Module Development

Use Highwater Marks to Limit What Gets Imported for Drupal 9, 10

When running migrations you can use the highwater_mark source plugin configuration option to influence which rows are considered for import on subsequent migration runs. This allows you to do things like only look at new rows added to a large dataset. Or to reimport records that have changed since the last time the migration was run. The term, highwater mark, comes from water line marks found on structures in areas where water level changes are common. In running migrations, you can think of a highwater mark as a line that denotes how far the migration has progressed, and saying, "from now one, we only care about data created after this line".
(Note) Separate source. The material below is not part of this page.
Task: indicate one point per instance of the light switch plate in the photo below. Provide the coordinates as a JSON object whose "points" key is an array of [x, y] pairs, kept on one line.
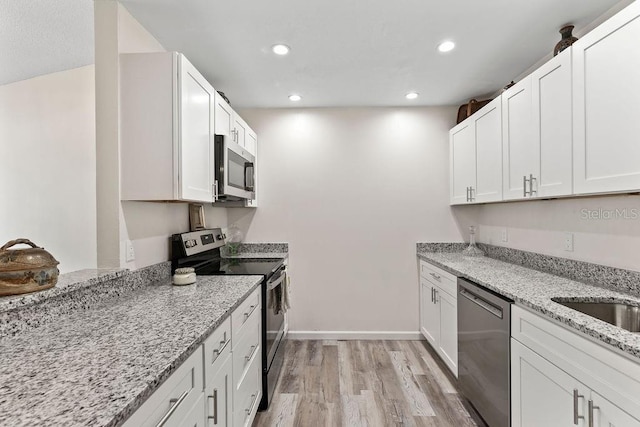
{"points": [[504, 236], [130, 253], [568, 242]]}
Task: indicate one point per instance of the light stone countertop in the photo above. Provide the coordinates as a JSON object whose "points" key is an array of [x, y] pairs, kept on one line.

Another common use case for highwater marks is when you're importing a large dataset and the system runs out of resources. Usually this will look like a migration failing because it timed out, or the process ran out of memory. A highwater mark should allow you to pickup from where you left off.

In this tutorial we'll:

  • Define what a highwater mark is, and how you can use them to limit the rows considered for importing each time a migration is executed.
  • Demonstrate how highwater marks can be used to reimport source records that have been modified since the previous time the migration was executed.
  • Introduce the track_changes option.

By the end of this tutorial you should be able to define what a highwater_mark is and how to use them to speed up the import of large datasets or force the migration to reimport records when the source data is changed.

You should also be aware of the track_changes feature which is a slower, but more dynamic, method of checking for changes in source data and reimporting records when a change is found.